Dom, 27/09/2015 - 18:08

@robergug mi associo al tuo appello e anzi lo renderei piu' potente: ragazze, evitate di andare in discoteca del tutto. Vi risparmierete di lasciarci la pelle a) tornando a casa con il primo pirla ubriaco che guida come un pazzo, b) bevendo un drink dove un altro pirla ha di nascosto sciolto una pasticca di ecstasy per farvi sballare c) acettando voi stesse di farvi passare un po' di quella polverina bianca sperando che vi aiuti a far cadere le inibizioni, senza sapere che sempre lo stesso pirla che ve la offre, per farci sopra piu' soldi, l'ha tagliata con veleno per topi o altre sostanze similari, capaci di spedirvi al creatore senza che neanche ve ne rendiate conto. Insomma: evitate questi posti, non avrete nessuna controindicazione non andandoci e al contrario ne avrete gran beneficio.

simone64

Dom, 27/09/2015 - 19:07

robergug@ sagge parole,concordo pienamente

Ritratto di Andrea B.

Andrea B.

Dom, 27/09/2015 - 19:47

Una morte è sempre pesante da commentare, specialmente se evitabile come un incidente dove uno si schianta da solo. Doppiamente deficiente...oltre a guidare ubriaco, questo a 26 anni riesce a rimorchiare una di 37 e si schianta prima di arrivare a casa...

Ritratto di Ludovicus

Ludovicus

Dom, 27/09/2015 - 20:57

Andrea B., questo e' il tipo di "uomo" che ti devi aspettare di trovare in una discoteca, in effetti.

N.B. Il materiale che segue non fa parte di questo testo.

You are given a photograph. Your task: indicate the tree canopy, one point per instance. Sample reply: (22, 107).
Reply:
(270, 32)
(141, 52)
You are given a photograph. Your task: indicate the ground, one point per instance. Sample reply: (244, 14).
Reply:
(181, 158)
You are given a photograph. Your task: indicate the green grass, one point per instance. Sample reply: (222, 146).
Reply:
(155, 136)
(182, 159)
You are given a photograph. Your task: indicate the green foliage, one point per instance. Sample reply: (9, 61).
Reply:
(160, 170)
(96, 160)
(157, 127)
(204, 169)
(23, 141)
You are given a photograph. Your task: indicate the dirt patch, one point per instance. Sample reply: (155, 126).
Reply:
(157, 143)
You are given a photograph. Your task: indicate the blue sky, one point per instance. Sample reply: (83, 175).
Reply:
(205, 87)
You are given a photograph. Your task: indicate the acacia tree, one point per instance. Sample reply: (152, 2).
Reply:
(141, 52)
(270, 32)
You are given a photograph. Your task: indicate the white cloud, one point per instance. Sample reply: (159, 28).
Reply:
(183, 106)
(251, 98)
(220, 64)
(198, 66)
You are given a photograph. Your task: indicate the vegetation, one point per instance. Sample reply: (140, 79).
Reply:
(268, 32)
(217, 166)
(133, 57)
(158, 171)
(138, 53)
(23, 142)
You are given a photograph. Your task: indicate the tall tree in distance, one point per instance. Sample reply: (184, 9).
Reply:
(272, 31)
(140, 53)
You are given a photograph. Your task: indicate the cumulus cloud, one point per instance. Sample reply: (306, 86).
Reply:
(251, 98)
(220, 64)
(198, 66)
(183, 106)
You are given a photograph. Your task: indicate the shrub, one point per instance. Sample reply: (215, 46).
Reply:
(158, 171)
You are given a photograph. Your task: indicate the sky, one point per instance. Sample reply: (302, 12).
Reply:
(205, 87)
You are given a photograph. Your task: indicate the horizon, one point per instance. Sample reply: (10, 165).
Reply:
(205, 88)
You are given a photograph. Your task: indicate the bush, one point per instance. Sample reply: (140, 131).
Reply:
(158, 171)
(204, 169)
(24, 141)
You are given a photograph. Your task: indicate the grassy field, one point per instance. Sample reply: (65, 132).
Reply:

Ritratto di bonoitalianoma

bonoitalianoma

Dom, 27/09/2015 - 21:42

Con i tempi che corrono se "non fai il frocio" o il "ricchione di rimorchio" non hai chances di fare una vita piena di sballo a meno che non usi il "dono di natura" per attirare i masculi per menarli al tuo ovile: Eva fu la antesignana del mestiere più quotato al mondo e mai andato in default in barba alle crisi economiche cicliche. Di certo andare a morire per colpa di una "sballo" è come buttare le perle ai porci, almeno di quelli non si butta via niente, mentre il colpevole delle conseguenze se ne strafotte o prende in giro i famigliari della vittima scontando la Giustizia italiana ... ridotta alla mercé di squallidi approfittatori della credulità tipica italica.